Пленный нахмурился, промолчал.

Киреев сложил перочинный нож, положил его в карман.

— Вы заблуждаетесь, — сказал он, — если думаете, что русские рассчитывают на своих «союзников». Мы рассчитываем и полагаемся на собственные силы.

Пленный прищурил здоровый глаз и словно впился взором в спокойное лицо полкового комиссара. Его разорванное веко дрожало.

Глядя на него сверху вниз, Киреев подумал: «Ведет себя с чувством барского презрения, а у самого поджилки дрожат». После паузы он продолжал:

— Господин Трумэн в своей статье сделал определенный вывод. Об этом вы умолчали. «Таким образом, — писал он, — пусть они убивают как можно больше». Вот каково его пожелание.

Пленный, задумавшись, молчал.

— Благодарю вас, господин офицер связи, за откровенность, — сказал Киреев. — И до свиданья.

— Я ничего не сообщил такого, за что можно было бы благодарить, — возразил пленный, покосившись на него.

— О, все же сказали кое о чем. Не замечая, вы приоткрыли вашу веру и ваше неверие.

Повернувшись к солдату, Киреев сказал:

— Уведите пленного.

Офицер внезапно выпрямился.

— До свиданья, господин полковник. Возможность встречи не исключается.

Киреев засмеялся.

— Да. В Берлине, вероятно, когда вас репатриируют на родину.

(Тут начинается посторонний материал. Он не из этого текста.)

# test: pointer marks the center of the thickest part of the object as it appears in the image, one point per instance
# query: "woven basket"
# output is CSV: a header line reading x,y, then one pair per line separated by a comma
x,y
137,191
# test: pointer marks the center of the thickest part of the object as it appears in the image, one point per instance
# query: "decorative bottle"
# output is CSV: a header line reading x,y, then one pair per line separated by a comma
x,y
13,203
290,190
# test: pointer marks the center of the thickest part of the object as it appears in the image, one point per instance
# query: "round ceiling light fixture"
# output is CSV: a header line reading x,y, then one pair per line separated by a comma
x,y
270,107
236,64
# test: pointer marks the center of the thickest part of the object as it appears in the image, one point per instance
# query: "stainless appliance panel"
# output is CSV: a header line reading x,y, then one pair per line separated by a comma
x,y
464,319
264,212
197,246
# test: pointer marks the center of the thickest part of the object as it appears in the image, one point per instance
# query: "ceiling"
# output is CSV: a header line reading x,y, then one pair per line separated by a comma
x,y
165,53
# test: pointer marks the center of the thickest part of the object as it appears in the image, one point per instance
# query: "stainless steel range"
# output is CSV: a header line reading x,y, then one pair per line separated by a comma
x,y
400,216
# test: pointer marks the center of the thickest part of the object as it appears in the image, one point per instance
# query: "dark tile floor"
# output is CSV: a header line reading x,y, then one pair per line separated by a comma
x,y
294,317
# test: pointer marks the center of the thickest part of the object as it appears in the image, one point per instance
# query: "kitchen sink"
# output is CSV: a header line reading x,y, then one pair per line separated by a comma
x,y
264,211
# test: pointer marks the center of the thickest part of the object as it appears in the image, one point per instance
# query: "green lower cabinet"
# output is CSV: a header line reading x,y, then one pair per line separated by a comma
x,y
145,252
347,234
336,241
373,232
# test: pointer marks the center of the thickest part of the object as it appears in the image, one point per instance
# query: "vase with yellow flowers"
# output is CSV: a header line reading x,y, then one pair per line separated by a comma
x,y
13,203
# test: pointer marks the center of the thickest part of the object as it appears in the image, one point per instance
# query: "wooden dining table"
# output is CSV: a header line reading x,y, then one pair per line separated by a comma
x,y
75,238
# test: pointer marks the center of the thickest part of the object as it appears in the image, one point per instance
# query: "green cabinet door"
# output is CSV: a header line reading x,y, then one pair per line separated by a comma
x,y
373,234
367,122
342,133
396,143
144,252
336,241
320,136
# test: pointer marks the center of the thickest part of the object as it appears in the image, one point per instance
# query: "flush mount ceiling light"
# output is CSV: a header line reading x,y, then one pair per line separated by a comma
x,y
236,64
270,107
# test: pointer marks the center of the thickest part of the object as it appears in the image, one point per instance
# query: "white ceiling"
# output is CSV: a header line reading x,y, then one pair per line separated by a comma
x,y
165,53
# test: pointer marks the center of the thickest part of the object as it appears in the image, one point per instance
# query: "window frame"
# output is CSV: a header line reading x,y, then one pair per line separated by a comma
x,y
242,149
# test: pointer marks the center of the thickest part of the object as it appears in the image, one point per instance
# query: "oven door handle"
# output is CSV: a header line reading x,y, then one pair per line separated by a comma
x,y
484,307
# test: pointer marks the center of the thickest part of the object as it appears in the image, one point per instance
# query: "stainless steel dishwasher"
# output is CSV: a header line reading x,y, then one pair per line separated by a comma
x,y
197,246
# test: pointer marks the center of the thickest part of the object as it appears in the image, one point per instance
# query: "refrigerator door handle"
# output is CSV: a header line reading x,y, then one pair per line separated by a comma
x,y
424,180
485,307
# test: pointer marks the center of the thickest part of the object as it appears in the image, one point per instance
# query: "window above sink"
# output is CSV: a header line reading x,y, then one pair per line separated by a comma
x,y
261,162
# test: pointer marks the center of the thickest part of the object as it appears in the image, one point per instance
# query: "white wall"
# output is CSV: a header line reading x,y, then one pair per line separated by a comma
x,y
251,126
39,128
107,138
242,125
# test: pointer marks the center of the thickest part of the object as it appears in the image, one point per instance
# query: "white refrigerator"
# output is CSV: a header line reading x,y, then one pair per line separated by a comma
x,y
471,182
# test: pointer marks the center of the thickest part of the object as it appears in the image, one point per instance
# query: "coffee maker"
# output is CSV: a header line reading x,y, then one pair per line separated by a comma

Пленного увели. Провожая его взглядом, Киреев стал рядом с Рождественским и тихонько коснулся его плеча своим плечом.

— Слышали? — спросил он равнодушно, кивком головы указав в сторону уходившего пленного. — Смотрит то с ненавистью, то со страхом, — лощенный солдатик. Между прочим, соки из него выжаты, как из лимона. Пуст. Мысли по трафарету. Стандартная заученность. И все же не случайно в среде немецких офицеров процветает такая вера в то, что второго фронта не будет. — Наклонившись и чуть приподняв руку, как бы намереваясь отсечь сомнения, Киреев вдруг предложил: — Идемте-ка обедать. Хозяйка обещала угостить борщом.

Они вошли в хату. Пахло залежавшимися яблоками и хвоей. Хозяйка, шлепая босыми ногами по чистенькому земляному полу, хлопотала у печи. В окна с деревянными жалюзи свет проникал слабо. По-видимому, в эту осень решетчатые ставни давно не приоткрывались. Большую часть времени люди отсиживались в погребе. Полумрак жилого помещения дополнял ту угрюмость, какая все еще была заметна на лице хозяйки. Она поставила на стол две тарелки с борщом, нарезала хлеба и, отойдя к печке, стала приготовлять посуду для второго.